I think it’s amazing that over the last 40 years, HIV has gone from a death sentence to a chronic illness. In terms of prevention and treatment, we have great tools in our toolbox. But getting them implemented is still a problem. Part of addressing this is doing better at meeting people where they are, particularly those who may feel distrustful of the health care system. In the fight to eliminate HIV, this last stage will be the hardest. We’re going to need to get more creative, more innovative.
Getting past fear
Antón Castellanos Usigli, DrPH ’22, Cheng Fellow
I don’t remember exactly when I first heard about HIV. But I do remember growing up as a gay teenager and fearing it, even though I practiced safe behaviors. For a lot of men who have sex with men, this fear shapes your first sexual experiences. Unfortunately, a lot of sex education uses fear and shame as behavioral motivators—creating more stigma for a population that is already stigmatized.
This made me angry as a teenager, so I became an advocate for comprehensive sexuality education in my high school in Mexico—the first step in what would become my career. My public health work is now focused in supporting my community to gain access to high quality sexual health services.
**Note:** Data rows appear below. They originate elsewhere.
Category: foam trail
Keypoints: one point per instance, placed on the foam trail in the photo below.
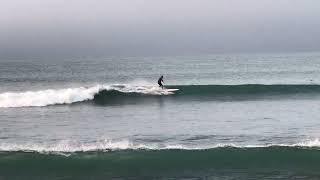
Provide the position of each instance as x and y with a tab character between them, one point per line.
47	97
70	95
70	146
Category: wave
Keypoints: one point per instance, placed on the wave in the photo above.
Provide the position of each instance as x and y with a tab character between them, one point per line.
70	146
122	93
259	162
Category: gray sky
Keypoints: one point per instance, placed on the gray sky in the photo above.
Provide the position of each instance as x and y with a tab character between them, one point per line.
77	28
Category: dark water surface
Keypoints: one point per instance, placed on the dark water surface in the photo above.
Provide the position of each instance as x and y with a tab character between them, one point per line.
234	117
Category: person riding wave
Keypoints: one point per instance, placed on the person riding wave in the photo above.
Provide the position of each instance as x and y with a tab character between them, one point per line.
160	81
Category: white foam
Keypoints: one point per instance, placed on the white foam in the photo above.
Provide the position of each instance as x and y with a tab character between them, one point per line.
70	146
69	95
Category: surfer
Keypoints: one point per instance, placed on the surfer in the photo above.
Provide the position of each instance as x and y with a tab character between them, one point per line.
160	81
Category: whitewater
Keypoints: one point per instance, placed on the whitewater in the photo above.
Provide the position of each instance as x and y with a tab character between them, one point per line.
70	95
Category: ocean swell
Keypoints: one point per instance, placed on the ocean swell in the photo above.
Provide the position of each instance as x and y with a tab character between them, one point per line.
121	93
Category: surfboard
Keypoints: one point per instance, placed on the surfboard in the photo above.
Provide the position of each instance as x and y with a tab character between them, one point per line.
171	90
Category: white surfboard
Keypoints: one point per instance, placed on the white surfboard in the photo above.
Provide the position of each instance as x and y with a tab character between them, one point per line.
171	90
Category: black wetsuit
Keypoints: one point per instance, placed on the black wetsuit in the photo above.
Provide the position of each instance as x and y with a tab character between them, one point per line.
160	81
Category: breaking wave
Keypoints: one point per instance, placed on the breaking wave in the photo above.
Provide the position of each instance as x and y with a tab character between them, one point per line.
70	146
113	93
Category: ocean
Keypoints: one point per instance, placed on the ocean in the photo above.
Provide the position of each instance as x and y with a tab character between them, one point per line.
235	116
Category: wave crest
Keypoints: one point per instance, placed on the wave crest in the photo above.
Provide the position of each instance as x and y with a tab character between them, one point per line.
71	95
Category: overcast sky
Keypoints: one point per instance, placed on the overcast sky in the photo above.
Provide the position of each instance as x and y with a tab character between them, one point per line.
77	28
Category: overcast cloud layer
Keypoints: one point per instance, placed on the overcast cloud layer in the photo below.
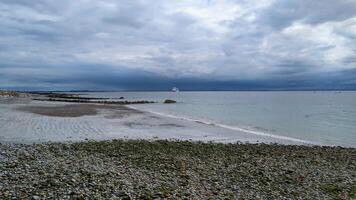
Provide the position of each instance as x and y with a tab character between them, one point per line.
218	44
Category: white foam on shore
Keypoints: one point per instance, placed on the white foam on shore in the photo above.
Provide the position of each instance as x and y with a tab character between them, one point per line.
234	128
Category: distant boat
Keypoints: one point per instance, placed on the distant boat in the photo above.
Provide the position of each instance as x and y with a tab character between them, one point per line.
175	89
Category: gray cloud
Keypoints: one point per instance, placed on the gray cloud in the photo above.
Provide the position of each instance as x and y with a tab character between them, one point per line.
225	40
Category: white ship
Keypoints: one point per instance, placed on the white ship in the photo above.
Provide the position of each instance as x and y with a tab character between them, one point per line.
175	89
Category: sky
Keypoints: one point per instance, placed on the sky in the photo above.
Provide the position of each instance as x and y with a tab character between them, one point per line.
191	44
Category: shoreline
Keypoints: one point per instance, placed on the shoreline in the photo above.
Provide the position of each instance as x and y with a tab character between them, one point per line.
139	169
46	121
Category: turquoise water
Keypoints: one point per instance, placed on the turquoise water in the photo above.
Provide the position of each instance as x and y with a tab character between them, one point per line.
322	117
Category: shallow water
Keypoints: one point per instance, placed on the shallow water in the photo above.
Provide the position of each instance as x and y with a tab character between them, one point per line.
326	117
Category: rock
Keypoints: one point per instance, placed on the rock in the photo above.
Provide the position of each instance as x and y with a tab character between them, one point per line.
169	101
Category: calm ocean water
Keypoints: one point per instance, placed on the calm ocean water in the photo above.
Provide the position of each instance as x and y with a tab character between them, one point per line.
321	117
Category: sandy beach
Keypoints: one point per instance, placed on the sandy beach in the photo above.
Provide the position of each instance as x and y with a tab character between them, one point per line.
26	121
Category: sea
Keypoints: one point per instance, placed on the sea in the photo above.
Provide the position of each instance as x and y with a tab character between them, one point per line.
320	117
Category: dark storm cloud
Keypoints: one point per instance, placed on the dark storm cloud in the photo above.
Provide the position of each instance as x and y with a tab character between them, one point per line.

When I was working at a hospital in Brooklyn a few years ago, I was asked to help bring more young gay and bisexual men into the clinic to get HIV/STI testing and Pre-Exposure Prophylaxis (PrEP) [HIV prevention medication]. Traditional outreach methods weren’t working, so I decided to try reaching out in the space where men talk to each other about sex—dating apps. And it worked. We brought in around a hundred new clients every year with this approach. I’m currently working to expand this initiative in other contexts across the US.
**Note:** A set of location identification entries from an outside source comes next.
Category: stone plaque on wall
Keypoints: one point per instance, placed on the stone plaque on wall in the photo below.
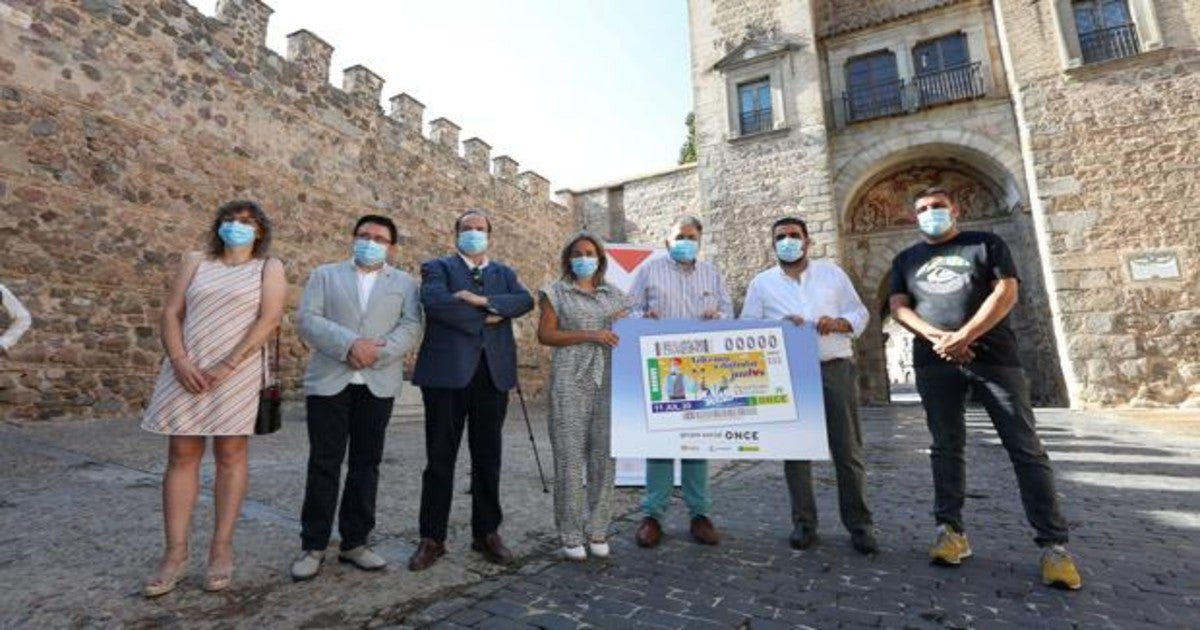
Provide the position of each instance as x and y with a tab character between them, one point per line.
1153	265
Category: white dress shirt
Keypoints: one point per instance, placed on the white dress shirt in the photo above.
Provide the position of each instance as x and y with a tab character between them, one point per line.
21	318
822	289
366	282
I’m so grateful to the generation of HIV/AIDS activists in the ’80s and ’90s who demanded that the government address the epidemic and the homophobia that was driving the silence and the stigma around it, and who fought for access to lifesaving medications. They really are a unique example of a global health movement. There was so much passion, so much strength that the community drew from itself. In many public health programs, we tend to think about how the negative things a population faces influence their health. But we rarely speak about the strengths of a community. I think that the early days of the HIV epidemic really reflect the importance of the social support that we can give each other.
Of course, things have changed quite a lot since the early days of the epidemic. But there’s still so much work to do. We need to innovate more and increase access to sexual health services and education. We need to listen to people’s stories, have honest, positive conversations about combining sexual pleasure with safety—and move away from an approach to sexual education that relies on fear.